The Federal Reserve’s second-in-command offered a hopeful analysis of America’s inflation situation on Thursday, emphasizing that many of the factors that have driven prices higher over recent years may be poised to fade.
“It remains possible that a continued moderation in aggregate demand could facilitate continued easing in the labor market and reduction in inflation without a significant loss of employment,” Lael Brainard, the Fed’s vice chair, said in a speech at the University of Chicago Booth School of Business.
Ms. Brainard spoke just days before Fed officials are set to begin the quiet period ahead of their Feb. 1 interest rate decision.
In some ways, she broke with what her colleagues have been saying about the forces that could keep inflation high. Many central bankers have emphasized the roles that a tight labor market and strong wage growth are likely to play in propping up price increases, but Ms. Brainard focused on other factors that have sped up price increases, particularly when it comes to services.
“There are a range of views on what it will take to bring down this component of inflation to prepandemic levels,” Ms. Brainard acknowledged in the remarks. She noted that wages are an important cost for services firms, so “one possible channel is through a weakening in labor demand.”
But she added that “to the extent that inputs other than wages may have been responsible in part for important price increases,” a reversal in those factors could help to lower services inflation.
In particular, Ms. Brainard noted that supply chain issues and jumps in fuel prices might be passing through to elevate some service costs, and that those could fade away, assuming supply chains continue to heal and gas stays relatively cheap.
And Ms. Brainard also cited the reversal of swollen profit margins as something that could help inflation to moderate.
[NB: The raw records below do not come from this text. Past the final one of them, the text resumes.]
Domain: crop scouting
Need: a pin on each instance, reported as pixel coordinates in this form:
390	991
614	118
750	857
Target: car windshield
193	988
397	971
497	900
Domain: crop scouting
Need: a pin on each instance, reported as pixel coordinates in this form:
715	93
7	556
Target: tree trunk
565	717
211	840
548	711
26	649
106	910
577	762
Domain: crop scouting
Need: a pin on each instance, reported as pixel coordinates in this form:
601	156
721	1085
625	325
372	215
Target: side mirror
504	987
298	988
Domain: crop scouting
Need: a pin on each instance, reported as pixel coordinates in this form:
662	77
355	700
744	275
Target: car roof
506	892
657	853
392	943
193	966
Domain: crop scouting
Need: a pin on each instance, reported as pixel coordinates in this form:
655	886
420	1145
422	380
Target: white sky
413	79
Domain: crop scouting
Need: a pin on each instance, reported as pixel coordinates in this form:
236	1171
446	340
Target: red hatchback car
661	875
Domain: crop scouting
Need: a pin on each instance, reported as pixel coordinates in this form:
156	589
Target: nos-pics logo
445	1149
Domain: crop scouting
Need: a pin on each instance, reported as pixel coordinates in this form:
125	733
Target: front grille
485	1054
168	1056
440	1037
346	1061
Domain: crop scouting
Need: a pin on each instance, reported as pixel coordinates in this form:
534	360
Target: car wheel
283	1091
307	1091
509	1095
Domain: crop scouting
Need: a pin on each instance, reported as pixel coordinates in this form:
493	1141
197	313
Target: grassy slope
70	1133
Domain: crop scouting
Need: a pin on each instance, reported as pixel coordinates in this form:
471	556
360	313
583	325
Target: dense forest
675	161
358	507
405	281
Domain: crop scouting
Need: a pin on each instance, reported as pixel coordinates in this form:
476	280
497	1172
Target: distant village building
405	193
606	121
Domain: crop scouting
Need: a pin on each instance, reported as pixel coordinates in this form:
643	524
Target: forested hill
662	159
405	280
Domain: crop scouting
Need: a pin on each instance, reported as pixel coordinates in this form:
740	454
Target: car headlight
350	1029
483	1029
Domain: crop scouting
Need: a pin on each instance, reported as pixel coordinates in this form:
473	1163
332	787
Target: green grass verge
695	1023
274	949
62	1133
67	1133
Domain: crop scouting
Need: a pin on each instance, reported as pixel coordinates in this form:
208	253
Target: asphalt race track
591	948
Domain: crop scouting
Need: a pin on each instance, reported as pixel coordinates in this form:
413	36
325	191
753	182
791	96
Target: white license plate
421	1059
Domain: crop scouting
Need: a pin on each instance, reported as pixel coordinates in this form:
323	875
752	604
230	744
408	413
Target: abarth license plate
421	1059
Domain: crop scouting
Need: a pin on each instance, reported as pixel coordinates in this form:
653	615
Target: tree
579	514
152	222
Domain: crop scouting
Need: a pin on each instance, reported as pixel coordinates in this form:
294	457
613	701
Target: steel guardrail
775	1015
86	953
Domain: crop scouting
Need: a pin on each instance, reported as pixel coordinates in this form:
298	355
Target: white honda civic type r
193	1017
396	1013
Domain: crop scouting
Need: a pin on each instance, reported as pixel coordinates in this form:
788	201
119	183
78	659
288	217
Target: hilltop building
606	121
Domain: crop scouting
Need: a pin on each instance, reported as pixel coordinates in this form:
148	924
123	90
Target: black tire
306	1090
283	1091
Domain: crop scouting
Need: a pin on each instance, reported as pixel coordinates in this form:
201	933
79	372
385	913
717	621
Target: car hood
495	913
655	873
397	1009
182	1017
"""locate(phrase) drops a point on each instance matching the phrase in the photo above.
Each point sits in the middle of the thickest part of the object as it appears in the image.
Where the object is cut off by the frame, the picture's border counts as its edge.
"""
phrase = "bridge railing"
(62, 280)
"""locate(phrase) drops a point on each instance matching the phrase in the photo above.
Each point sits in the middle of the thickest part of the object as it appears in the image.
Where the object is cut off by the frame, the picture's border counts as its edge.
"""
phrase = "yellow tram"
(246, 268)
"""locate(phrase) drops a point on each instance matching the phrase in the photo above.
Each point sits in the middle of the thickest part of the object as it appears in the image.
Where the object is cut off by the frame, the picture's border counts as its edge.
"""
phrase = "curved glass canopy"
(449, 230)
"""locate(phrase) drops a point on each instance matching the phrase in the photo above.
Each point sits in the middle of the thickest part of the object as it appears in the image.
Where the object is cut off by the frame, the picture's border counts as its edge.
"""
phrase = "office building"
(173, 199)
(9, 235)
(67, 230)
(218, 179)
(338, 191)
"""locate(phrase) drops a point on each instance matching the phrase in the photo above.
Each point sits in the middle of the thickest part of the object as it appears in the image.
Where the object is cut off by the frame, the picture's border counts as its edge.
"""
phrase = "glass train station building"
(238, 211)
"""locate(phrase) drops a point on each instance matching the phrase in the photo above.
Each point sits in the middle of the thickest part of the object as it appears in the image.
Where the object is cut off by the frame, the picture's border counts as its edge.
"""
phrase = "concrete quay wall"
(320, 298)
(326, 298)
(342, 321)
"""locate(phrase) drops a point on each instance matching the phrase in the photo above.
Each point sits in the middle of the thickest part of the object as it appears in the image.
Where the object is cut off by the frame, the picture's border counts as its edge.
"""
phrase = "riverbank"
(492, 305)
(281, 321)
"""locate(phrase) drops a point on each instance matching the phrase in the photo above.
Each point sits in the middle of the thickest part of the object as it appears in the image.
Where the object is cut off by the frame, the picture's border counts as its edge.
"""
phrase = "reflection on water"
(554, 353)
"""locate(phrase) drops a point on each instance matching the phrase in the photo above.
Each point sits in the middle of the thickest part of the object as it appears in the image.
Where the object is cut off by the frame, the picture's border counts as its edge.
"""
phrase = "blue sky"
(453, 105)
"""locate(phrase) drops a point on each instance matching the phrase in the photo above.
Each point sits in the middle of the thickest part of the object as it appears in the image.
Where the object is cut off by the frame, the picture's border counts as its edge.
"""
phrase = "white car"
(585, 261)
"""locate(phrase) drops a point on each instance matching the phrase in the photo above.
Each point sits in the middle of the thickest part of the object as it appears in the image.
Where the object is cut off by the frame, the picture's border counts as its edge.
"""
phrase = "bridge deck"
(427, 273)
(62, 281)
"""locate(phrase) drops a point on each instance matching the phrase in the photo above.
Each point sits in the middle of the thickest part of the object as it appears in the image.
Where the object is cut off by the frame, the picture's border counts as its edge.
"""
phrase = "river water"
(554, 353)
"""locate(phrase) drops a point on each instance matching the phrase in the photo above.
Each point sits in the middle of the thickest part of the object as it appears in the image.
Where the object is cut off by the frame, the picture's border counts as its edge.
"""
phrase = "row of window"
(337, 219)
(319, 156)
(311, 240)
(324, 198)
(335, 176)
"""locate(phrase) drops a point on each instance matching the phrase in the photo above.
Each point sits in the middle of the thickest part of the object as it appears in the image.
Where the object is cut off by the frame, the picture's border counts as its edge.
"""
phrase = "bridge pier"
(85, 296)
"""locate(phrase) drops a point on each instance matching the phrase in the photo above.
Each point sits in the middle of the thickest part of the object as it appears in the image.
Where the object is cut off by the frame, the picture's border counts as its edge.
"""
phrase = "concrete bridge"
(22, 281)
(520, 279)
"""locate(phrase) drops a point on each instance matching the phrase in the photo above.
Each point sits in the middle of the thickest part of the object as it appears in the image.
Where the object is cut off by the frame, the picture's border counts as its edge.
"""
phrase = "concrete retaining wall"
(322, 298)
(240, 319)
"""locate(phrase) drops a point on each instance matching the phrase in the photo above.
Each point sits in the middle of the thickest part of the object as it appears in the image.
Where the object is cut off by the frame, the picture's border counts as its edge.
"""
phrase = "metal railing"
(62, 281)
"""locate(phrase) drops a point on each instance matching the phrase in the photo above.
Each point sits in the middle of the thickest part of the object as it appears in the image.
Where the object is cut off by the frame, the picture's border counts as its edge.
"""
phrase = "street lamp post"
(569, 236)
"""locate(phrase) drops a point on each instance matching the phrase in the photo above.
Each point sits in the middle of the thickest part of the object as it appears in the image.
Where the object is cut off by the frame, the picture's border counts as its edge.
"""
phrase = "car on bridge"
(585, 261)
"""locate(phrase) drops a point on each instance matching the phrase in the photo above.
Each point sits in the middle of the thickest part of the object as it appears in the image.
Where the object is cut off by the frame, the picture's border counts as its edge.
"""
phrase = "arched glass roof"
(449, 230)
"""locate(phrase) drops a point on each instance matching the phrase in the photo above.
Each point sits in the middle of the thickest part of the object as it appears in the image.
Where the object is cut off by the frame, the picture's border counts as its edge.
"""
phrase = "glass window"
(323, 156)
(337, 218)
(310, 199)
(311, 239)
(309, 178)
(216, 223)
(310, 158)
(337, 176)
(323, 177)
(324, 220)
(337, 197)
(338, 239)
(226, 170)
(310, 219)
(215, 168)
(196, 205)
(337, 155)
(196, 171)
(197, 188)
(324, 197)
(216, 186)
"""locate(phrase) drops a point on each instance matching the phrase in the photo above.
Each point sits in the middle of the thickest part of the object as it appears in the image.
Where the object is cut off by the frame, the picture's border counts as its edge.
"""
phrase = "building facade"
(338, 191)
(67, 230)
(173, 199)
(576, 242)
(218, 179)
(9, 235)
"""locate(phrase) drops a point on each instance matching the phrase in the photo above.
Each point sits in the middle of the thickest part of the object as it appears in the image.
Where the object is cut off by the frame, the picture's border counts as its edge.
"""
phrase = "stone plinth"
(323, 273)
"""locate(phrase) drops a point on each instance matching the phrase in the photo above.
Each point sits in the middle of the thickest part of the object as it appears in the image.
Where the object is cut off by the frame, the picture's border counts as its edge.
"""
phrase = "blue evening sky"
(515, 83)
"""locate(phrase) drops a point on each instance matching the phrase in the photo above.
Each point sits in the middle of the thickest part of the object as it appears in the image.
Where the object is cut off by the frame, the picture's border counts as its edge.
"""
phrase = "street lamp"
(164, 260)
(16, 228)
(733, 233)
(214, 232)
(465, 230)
Companies have enjoyed an unusual burst of pricing power in the pandemic era as repeated supply chain issues and resilient consumer demand have given them both a reason to try to raise prices and the wherewithal to do so without scaring away shoppers. Many firms have lifted what they are charging more than they needed to cover climbing costs, swelling their profits.
“The labor share of income has declined over the past two years and appears to be at or below prepandemic levels, while corporate profits as a share of G.D.P. remain near postwar highs,” Ms. Brainard said.
But that might be changing as demand wanes and price sensitivity returns.
“The compression of these markups as supply constraints ease, inventories rise and demand cools could contribute to disinflationary pressures,” she said.
The Fed is expected to raise interest rates again at its upcoming meeting as it tries to ensure that rapid inflation comes back under control. Officials slowed from a string of three-quarter-point moves in 2022 to a half-point move in December, and several have signaled that they would favor slowing to a quarter-point move at the February gathering.
While Ms. Brainard did not speculate on what size rate move would be warranted in her prepared remarks, she did emphasize that borrowing costs will need to remain high to make sure that inflation moderates fully.
“Policy will need to be sufficiently restrictive for some time to make sure inflation returns to 2 percent on a sustained basis,” she said.